Washington has revoked the US licence of one of China's biggest telecoms companies citing "national security" concerns, BBC reported.
China Telecom must stop providing services in America within 60 days.
Officials said the Chinese government's control of the company gave it the opportunity "to access, store, disrupt, and/or misroute US communications", the report said.
This in turn could allow it "to engage in espionage and other harmful activities against the US", they said.
China Telecom, which has provided telecoms services in the US for nearly 20 years, called the decision "disappointing".
"We plan to pursue all available options while continuing to serve our customers," a statement said.
China Telecom is one of three companies that dominate China's telecoms market.
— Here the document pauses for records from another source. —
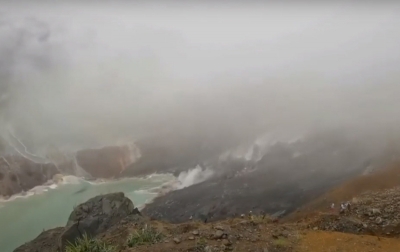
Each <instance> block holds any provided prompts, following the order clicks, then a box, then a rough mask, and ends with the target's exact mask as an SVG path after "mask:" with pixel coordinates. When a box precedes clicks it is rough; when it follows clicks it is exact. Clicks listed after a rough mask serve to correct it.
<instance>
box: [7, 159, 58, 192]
mask: <svg viewBox="0 0 400 252" xmlns="http://www.w3.org/2000/svg"><path fill="white" fill-rule="evenodd" d="M57 173H59V172H58V169H57V167H56V166H55V165H54V164H52V163H36V162H34V161H32V160H30V159H28V158H26V157H23V156H20V155H8V156H0V196H4V197H9V196H11V195H13V194H17V193H21V192H24V191H25V192H26V191H28V190H30V189H32V188H34V187H35V186H38V185H42V184H44V183H46V182H47V181H48V180H50V179H52V178H53V176H54V175H55V174H57Z"/></svg>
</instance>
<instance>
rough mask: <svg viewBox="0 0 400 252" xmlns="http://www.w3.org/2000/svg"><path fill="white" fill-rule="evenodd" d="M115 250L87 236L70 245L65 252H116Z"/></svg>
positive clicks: (95, 239) (70, 244)
mask: <svg viewBox="0 0 400 252" xmlns="http://www.w3.org/2000/svg"><path fill="white" fill-rule="evenodd" d="M115 251H116V250H115V248H114V247H113V246H111V245H107V244H106V243H104V242H102V241H100V240H97V239H92V238H90V237H88V236H87V235H86V234H84V235H83V237H82V238H78V239H77V240H76V241H75V243H69V245H67V247H66V250H65V252H115Z"/></svg>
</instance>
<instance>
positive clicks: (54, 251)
mask: <svg viewBox="0 0 400 252" xmlns="http://www.w3.org/2000/svg"><path fill="white" fill-rule="evenodd" d="M127 218H131V219H132V218H134V219H135V218H136V219H139V218H141V216H140V212H139V210H138V209H137V208H135V207H134V205H133V203H132V201H131V200H130V199H128V198H126V197H125V195H124V193H122V192H121V193H111V194H107V195H100V196H97V197H94V198H92V199H90V200H88V201H86V202H85V203H83V204H80V205H79V206H77V207H76V208H75V210H74V211H73V212H72V213H71V215H70V216H69V218H68V222H67V225H66V226H65V227H64V228H56V229H52V230H47V231H45V232H43V233H42V234H40V235H39V236H38V237H37V238H36V239H34V240H33V241H31V242H29V243H27V244H25V245H23V246H21V247H19V248H17V249H16V250H14V252H33V251H38V252H39V251H40V252H46V251H48V252H55V251H64V250H65V247H66V245H67V244H69V243H74V242H75V240H76V239H77V238H80V237H82V236H83V235H84V234H87V235H88V236H90V237H95V236H97V235H99V234H101V233H103V232H105V231H106V230H107V229H109V228H111V227H112V226H114V225H117V224H118V223H120V222H121V221H122V220H124V219H127ZM55 241H57V242H55Z"/></svg>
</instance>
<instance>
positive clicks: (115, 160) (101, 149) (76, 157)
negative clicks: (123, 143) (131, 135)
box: [76, 146, 134, 178]
mask: <svg viewBox="0 0 400 252" xmlns="http://www.w3.org/2000/svg"><path fill="white" fill-rule="evenodd" d="M76 160H77V162H78V165H79V166H80V167H82V168H83V169H84V170H85V171H86V172H88V173H89V174H90V175H92V176H93V177H95V178H112V177H115V176H117V175H119V174H120V173H121V172H123V171H124V170H125V169H126V167H127V166H129V165H131V164H132V163H133V162H134V160H133V157H132V152H131V150H130V148H129V147H128V146H109V147H103V148H101V149H85V150H80V151H78V152H77V154H76Z"/></svg>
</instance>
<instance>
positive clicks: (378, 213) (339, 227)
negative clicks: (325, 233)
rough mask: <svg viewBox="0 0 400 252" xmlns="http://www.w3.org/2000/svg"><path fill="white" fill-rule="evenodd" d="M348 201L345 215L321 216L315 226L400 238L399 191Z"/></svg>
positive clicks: (369, 193)
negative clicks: (349, 201) (349, 207)
mask: <svg viewBox="0 0 400 252" xmlns="http://www.w3.org/2000/svg"><path fill="white" fill-rule="evenodd" d="M351 202H352V203H351V209H350V210H348V211H346V212H345V213H344V214H342V215H337V214H330V215H323V216H322V217H321V218H320V219H319V220H318V221H317V222H316V223H315V224H314V226H315V227H317V228H318V229H321V230H329V231H336V232H344V233H354V234H360V233H361V234H372V235H381V236H399V235H400V212H399V211H398V209H399V208H400V188H392V189H388V190H384V191H376V192H366V193H364V195H361V196H360V197H358V198H353V199H352V200H351Z"/></svg>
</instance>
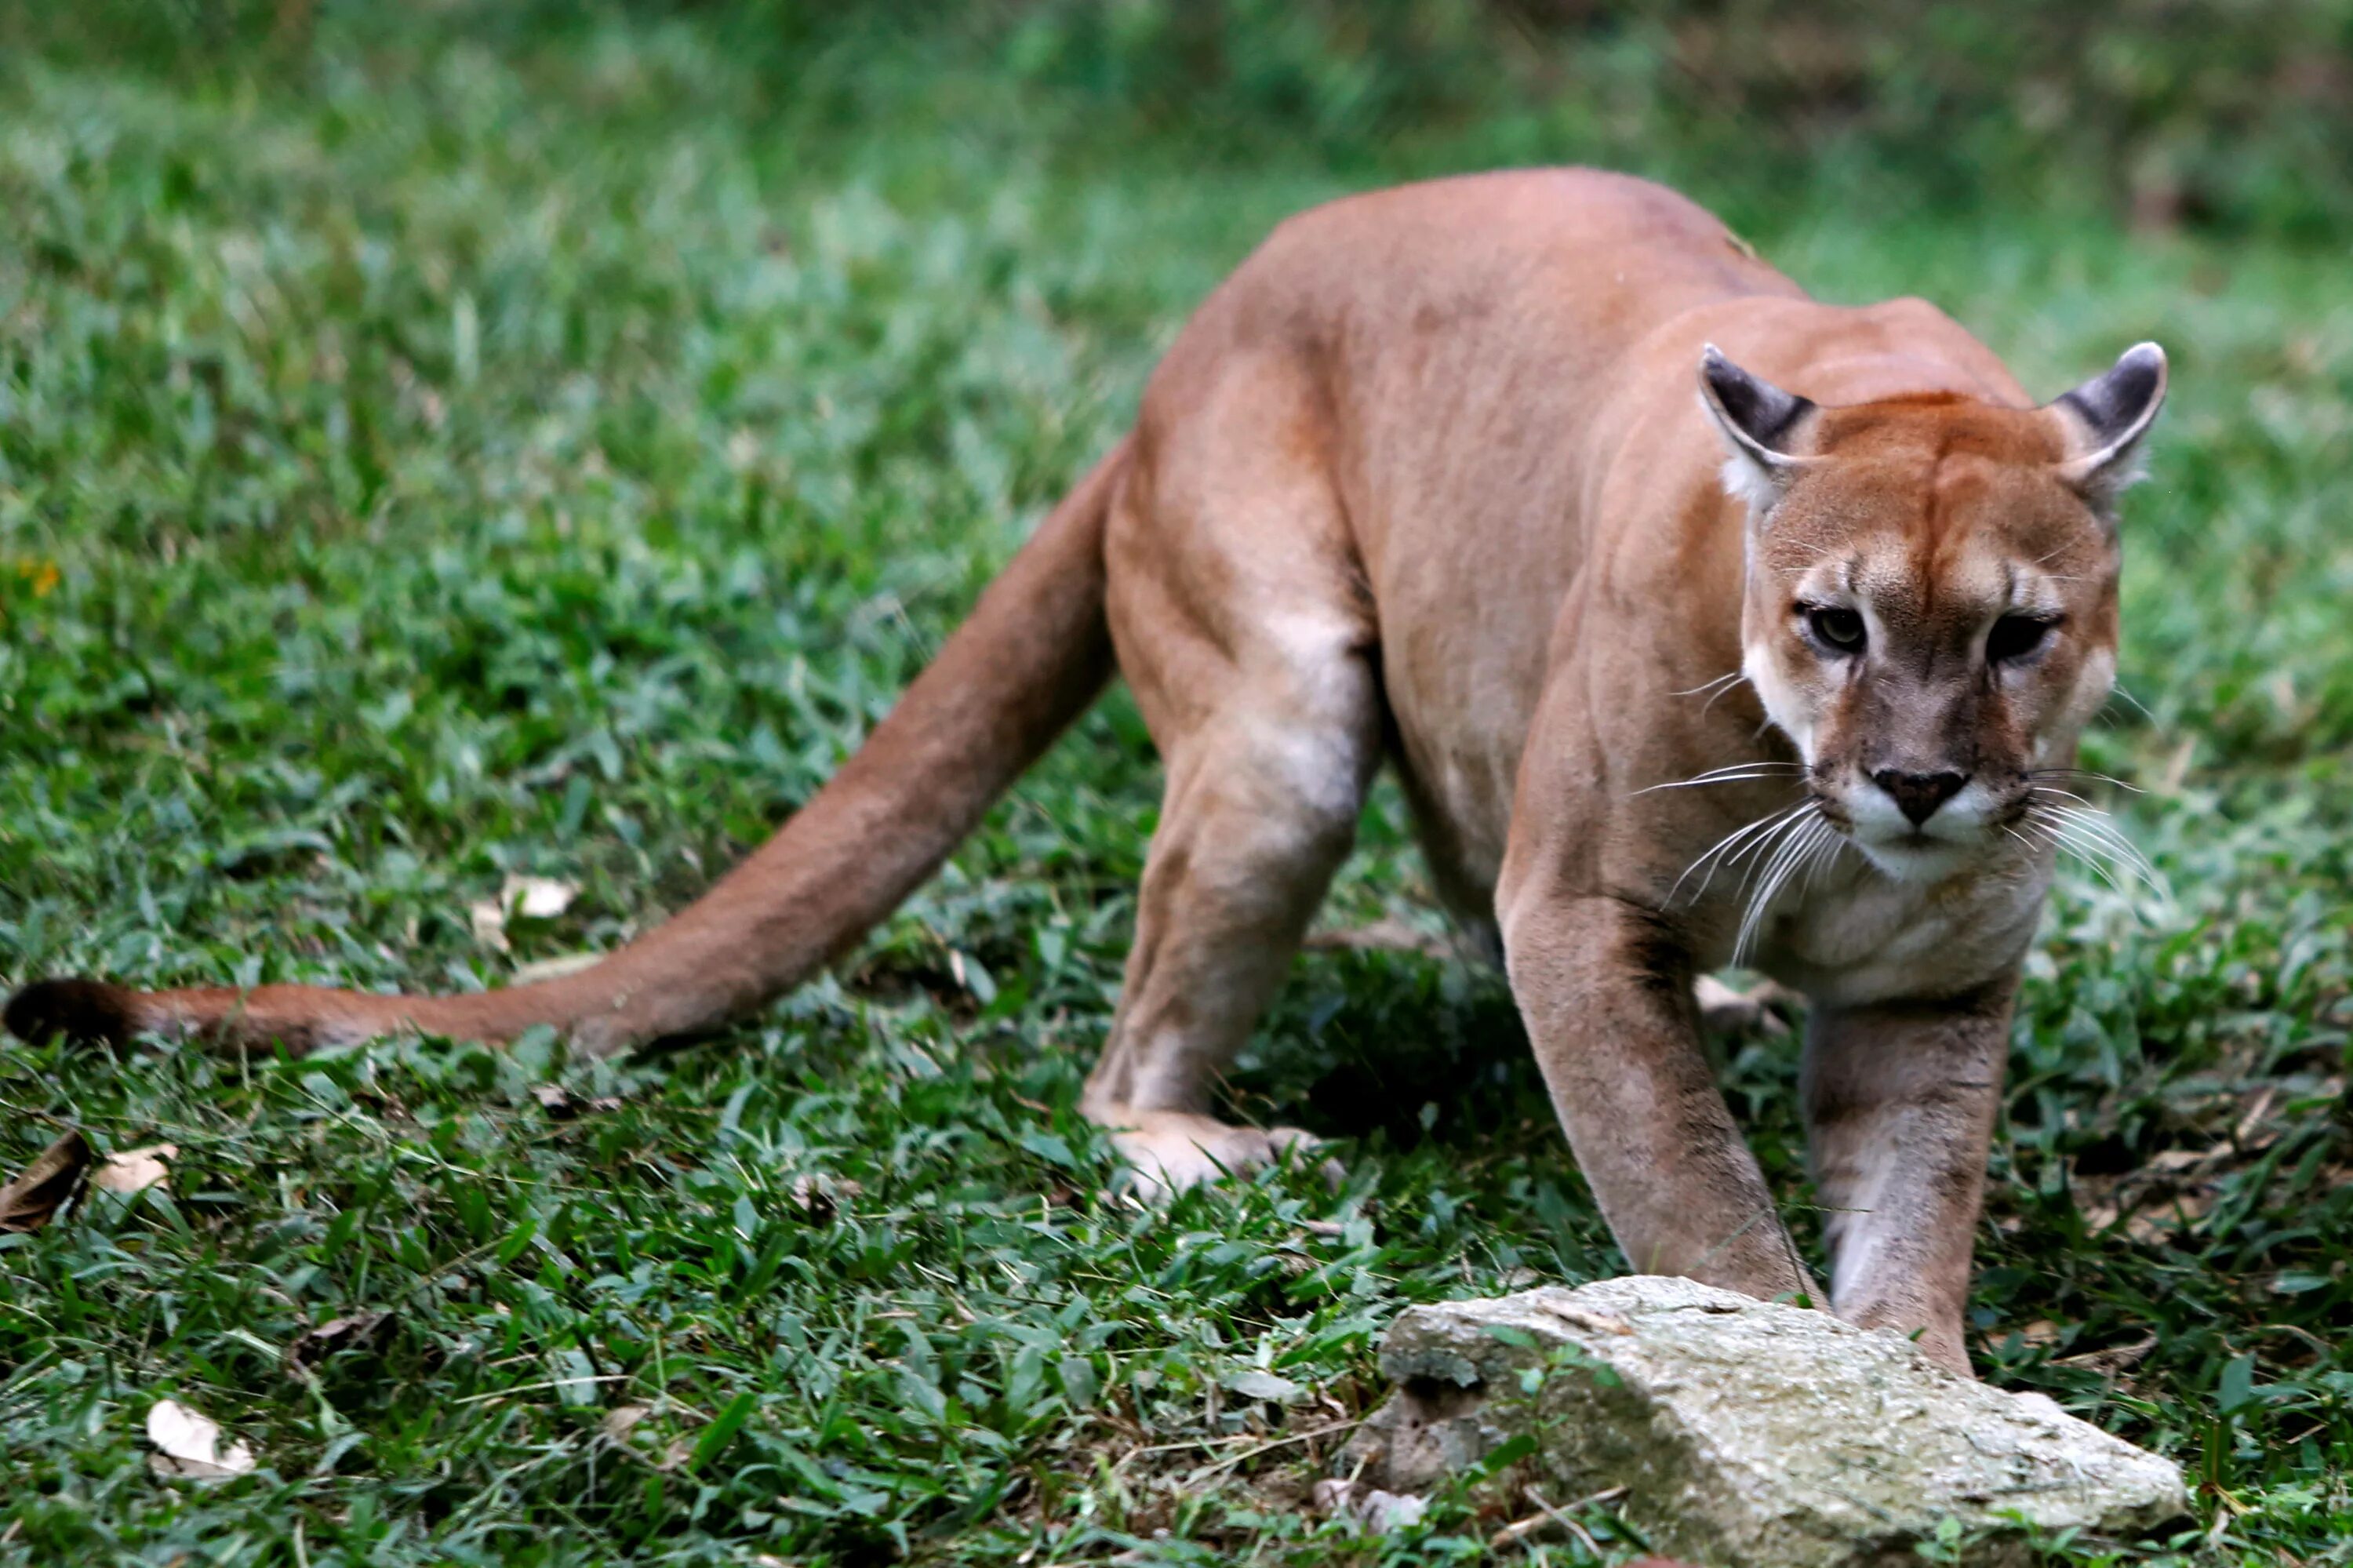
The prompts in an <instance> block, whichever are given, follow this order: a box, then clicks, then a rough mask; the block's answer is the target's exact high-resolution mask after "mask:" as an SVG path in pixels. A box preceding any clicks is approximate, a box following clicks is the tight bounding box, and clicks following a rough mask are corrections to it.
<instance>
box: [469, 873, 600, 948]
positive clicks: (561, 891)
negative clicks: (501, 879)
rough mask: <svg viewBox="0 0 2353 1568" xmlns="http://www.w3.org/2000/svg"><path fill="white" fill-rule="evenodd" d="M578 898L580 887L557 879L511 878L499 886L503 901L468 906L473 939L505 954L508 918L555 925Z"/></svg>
mask: <svg viewBox="0 0 2353 1568" xmlns="http://www.w3.org/2000/svg"><path fill="white" fill-rule="evenodd" d="M576 897H579V883H560V881H555V878H553V876H508V878H506V881H504V883H501V885H499V897H494V899H480V902H475V904H468V906H466V913H468V918H471V923H473V939H475V942H480V944H482V946H487V949H492V951H496V954H504V951H506V921H508V916H522V918H525V921H553V918H555V916H560V913H562V911H567V909H572V899H576Z"/></svg>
The firm has hundreds of millions of customers in 110 countries, with services ranging from broadband internet to mobile and landline telephone networks.
The Federal Communication Commission (FCC) warned it might shut down China Telecom Americas in April 2020, claiming the firm "is subject to exploitation, influence, and control by the Chinese government".
It said the company was "highly likely to be forced to comply with Chinese government requests without... independent judicial oversight", the report said.
It is the latest Chinese telecoms firm to be targeted by US officials over national security concerns.
Last year, the FCC designated Huawei and ZTE as threats to communications networks -- making it harder for US firms to buy equipment from them.
The FCC revoked China Mobile's US licence in 2019, and is in process of doing so for two other state-backed firms -- China Unicom Americas and Pacific Networks.